Fantasy & Science Fiction - Oct/Nov 1991

This does not belong in my regular to-read list, but I needed a book, and it was available. Turns out it's not that far from my kind of readings... I was surprised that it didn't contain much of specific sci-fi/fantasy jargon that was unfamiliar to me. Some stories did have some fantastical aspect to them, especially the first one, The Honeycrafters, by Carolyn Ives Gilman, and the last one, Gasoline Lake, by Marc Laidlaw. Still, they were easily readable to a non-sci-fi reader such as myself. I liked most of the stories. Even the one that was pretty intense, by Bradley Denton - Rerun Roy, Donna, and the Freak. [240 pp.]

Link to book.

Wednesday, March 11, 2015

Tin House 34

Volume 9, Number 2

Favorites: Uncertainty, by Joshua Ferris, Going to Estonia, by Caitlin Horrocks, and Shawn Vestal's The First Several Hundred Years Following My Death. Also need to check out Charle's Baxter's The Soul Thief, as the excerpt is quite intriguing.

Link to website.

Thursday, February 26, 2015

Sandscript Vol. 22 (2014)

Loaded with great stories, poems and visual art. (165 pp.)

Link to publication

Tin House - 56

Volume 14, Number 4

Has a number of nice short stories and a wonderful essay (by Robert Boswell) on characterization. (224 pp.)

Link to publication

Tuesday, February 3, 2015

The Dressmaker of Khair Khana

By Gayle Tzemach Lemmon

This is the story of a real person, Kamila Sidiqi, who, with the rise of the Taliban and along with all other Kabul girls, was forced out of school and into taking care of their family.
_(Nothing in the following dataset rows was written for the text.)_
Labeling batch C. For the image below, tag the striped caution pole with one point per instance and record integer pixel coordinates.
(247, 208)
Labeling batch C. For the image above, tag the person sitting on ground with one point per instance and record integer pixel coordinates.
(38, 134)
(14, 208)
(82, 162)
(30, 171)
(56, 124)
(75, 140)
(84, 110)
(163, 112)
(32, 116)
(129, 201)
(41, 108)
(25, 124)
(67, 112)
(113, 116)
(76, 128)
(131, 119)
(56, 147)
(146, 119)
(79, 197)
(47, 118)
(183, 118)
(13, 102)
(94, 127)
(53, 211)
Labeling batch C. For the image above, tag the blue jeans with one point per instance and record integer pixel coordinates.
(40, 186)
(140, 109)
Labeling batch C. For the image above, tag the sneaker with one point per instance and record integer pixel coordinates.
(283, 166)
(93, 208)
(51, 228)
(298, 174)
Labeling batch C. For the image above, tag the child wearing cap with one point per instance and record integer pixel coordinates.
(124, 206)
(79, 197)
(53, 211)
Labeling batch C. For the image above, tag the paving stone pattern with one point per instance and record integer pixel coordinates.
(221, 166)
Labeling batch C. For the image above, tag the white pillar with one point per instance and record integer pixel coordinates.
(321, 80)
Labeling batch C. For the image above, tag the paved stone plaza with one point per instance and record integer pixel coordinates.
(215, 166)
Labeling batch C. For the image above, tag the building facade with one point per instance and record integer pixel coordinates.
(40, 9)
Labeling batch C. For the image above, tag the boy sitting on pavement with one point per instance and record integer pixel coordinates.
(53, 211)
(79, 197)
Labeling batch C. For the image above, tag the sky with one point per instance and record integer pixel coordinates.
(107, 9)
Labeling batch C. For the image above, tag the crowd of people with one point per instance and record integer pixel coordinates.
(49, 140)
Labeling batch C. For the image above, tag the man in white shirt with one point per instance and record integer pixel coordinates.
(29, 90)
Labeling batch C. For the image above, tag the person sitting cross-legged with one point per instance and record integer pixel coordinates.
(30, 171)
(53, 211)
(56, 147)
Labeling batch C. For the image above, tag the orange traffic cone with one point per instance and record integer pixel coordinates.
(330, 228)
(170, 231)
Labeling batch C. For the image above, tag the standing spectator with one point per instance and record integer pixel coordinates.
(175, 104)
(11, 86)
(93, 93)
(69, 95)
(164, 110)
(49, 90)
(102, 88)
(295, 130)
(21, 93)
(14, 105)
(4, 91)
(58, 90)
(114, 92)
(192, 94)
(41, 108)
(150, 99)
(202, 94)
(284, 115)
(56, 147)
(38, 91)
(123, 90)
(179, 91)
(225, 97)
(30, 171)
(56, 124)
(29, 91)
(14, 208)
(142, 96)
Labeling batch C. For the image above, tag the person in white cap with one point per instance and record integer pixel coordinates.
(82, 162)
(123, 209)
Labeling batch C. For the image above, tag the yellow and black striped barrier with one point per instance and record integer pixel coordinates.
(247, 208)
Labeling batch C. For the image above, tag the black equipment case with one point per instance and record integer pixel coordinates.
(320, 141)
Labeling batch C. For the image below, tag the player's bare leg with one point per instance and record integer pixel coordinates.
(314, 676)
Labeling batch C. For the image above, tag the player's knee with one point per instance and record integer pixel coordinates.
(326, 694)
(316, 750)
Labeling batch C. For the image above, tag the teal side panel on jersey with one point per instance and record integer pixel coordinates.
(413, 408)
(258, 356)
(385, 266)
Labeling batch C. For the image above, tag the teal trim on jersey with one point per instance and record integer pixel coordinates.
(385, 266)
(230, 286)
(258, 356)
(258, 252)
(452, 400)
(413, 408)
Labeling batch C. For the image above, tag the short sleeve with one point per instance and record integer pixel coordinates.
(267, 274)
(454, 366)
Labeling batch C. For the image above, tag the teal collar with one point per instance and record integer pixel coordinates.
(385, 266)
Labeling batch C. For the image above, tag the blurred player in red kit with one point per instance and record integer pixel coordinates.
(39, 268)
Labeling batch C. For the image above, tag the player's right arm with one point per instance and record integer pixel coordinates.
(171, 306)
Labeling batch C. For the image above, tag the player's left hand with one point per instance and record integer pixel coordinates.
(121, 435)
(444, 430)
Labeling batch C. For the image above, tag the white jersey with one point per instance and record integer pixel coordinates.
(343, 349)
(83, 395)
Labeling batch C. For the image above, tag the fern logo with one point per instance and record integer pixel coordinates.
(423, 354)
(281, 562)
Without leaving the house, mind you. Not an easy task. Life during those 5-6 years of Taliban rule was not easy, but this girl and her sisters were extremely resourceful. It was nice reading a book that is not fiction, but which has such an amazing character and scene descriptions. Makes me think that I should also take a non-fiction writing class.

Link to book.

Dewey: The Small Town Library Cat Who Touched the World

By Vicki Myron with Bret Witter

This book was much better than I expected. I love cats, but somehow, when I first saw the book in My Little Library (those neighborhood boxes where you can exchanged books), I thought "Wow, this looks interesting, and a little corny." It turned out to be quite good. I was especially impressed by the introduction, which I read long before I actually started the book. But as I kept reading, I fell more and more in love with the cat. He is simply adorable. Eventually I felt like I didn't want to reach the end, because that means Dewey dies. Yes, he indeed died, but it still is a wonderful story. Sometimes it felt like Vicki talks more about her life than Dewey, but somehow it still seemed appropriate. And Dewey (perhaps conciously, to avoid criticism such as this) was always brought back again when it felt like he's been out of the picture for a tad too long. My favorite Dewey picture is the one at the head of Chapter 17: Dewey and the Modern World. He's sitting on top of a computer monitor and the expression on his face is simply priceless.

Link to book
Link to a video about Dewey and Tom (another Iowa cat)

Thursday, January 29, 2015

Winesburg, Ohio

By Sherwood Anderson

A collection of short stories that form a sort of a novel. The stories are somewhat connected by one of the characters, but mostly they are connected by themes. Some of them are very nice, others I found a bit lacking.